GIGLIO ISLAND, Italy–An Italian island on Saturday prepared to mark the first anniversary of the Costa Concordia cruise disaster, as officials promised the 290-meter (951-foot) wreck will be removed by September.
Survivors and victims’ relatives began to arrive on Giglio for a commemoration on Sunday for the 32 passengers and crew who perished that night on a ship twice the size of the Titanic. A total of 296 Filipinos were on board as crewmembers when the 17-deck cruise ship sunk.
“It’s not easy to return,” said Kevin Rebello, whose brother was a waiter on the Costa Concordia and is still officially reported as missing.
“I was looking at the ship when I was coming in on the ferry.
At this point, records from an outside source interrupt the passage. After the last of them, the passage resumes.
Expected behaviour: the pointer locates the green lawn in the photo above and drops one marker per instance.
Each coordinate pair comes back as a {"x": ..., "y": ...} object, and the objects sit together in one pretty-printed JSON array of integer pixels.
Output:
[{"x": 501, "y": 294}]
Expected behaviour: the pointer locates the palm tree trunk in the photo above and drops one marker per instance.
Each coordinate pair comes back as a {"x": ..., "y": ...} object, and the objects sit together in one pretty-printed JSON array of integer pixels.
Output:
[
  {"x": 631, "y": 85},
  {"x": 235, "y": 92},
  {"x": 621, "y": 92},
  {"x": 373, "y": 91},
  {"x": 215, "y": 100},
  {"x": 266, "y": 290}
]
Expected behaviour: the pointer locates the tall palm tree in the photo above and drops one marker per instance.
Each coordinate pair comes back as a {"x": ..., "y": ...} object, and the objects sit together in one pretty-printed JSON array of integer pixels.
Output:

It brought back memories of those days…. I have still not found peace,” he said.
The liner crashed into a group of rocks just off Giglio, veered sharply and keeled over just as many passengers were sitting down for supper on the first night of a Mediterranean cruise.
Salvage workers have been labouring around the clock for months to stabilise the wreck and eventually refloat it and tow it away in an operation that has never been attempted before.
The removal has been hit by delays but the head of Italy’s civil protection agency, Franco Gabrielli, said it would happen by September at the latest.
“The programme envisages the definitive removal by September,” Gabrielli told reporters on the island, underlining that the operation was “exceptional”.
Franco Porcellacchia, an executive from ship owner Costa Crociere who is overseeing the project, said the budget had increased from $300 million to $400 million (300 million euros) and could rise further.
Nick Sloane, a representative of US salvage giant Titan which is working together with Italian partner Micoperi on the project, said the actual refloating of the ship could happen by July.
“The most difficult part lies ahead. Refloating the boat should only take six hours, but the weight of the shifting water inside the ship as we right it must be extremely carefully controlled,” he said.
Meanwhile marquees to host the more than 100 survivors expected at the ceremony have sprung up along the Tuscan island’s port, just a few hundred yards from where the ship capsized with 4,229 people from 70 countries on board.
Mayor Sergio Ortelli said islanders were keen to welcome back those who lived through that night, even though Costa Crociere asked survivors to stay away from the commemoration because of logistics.
Many of them had sought shelter in local homes and a church in the port after being pulled shivering from the freezing sea after a panicky evacuation.
“The idea is to exorcise a horrible episode, and to share the pain and drama of those who lost a loved one,” Ortelli said.
“Many survivors and relatives of victims have returned to thank us, and share their memories with us. Some, a year on, still send us emails,” he said.
The commemorations on Sunday will include replacing where it once stood the rock that the ship crashed into and tore away. There will then be a mass.
Father Lorenzo Pasquotti said he would display objects that survivors left behind — life jackets, emergency blankets, even discarded rolls of bread — next to the altar, underneath a Madonna statue salvaged from the ship’s chapel.
Flowers and candles line the aisles of the church, where extra pews have been squeezed in for survivors, salvage workers and government officials.
Rebello said he hoped the ceremony would not be overshadowed by talk about the Concordia’s infamous captain Francesco Schettino.
Schettino is accused of causing the crash through reckless seamanship and then abandoning ship before all the passengers had been rescued.
He is one of 10 people under investigation, including other crew members and three executives from Costa Crociere.
Rebello said he had spoken to Schettino by phone several times, because the Italian captain knew his brother personally.
“I’m not expecting answers from him. I’ve forgiven him,” he said.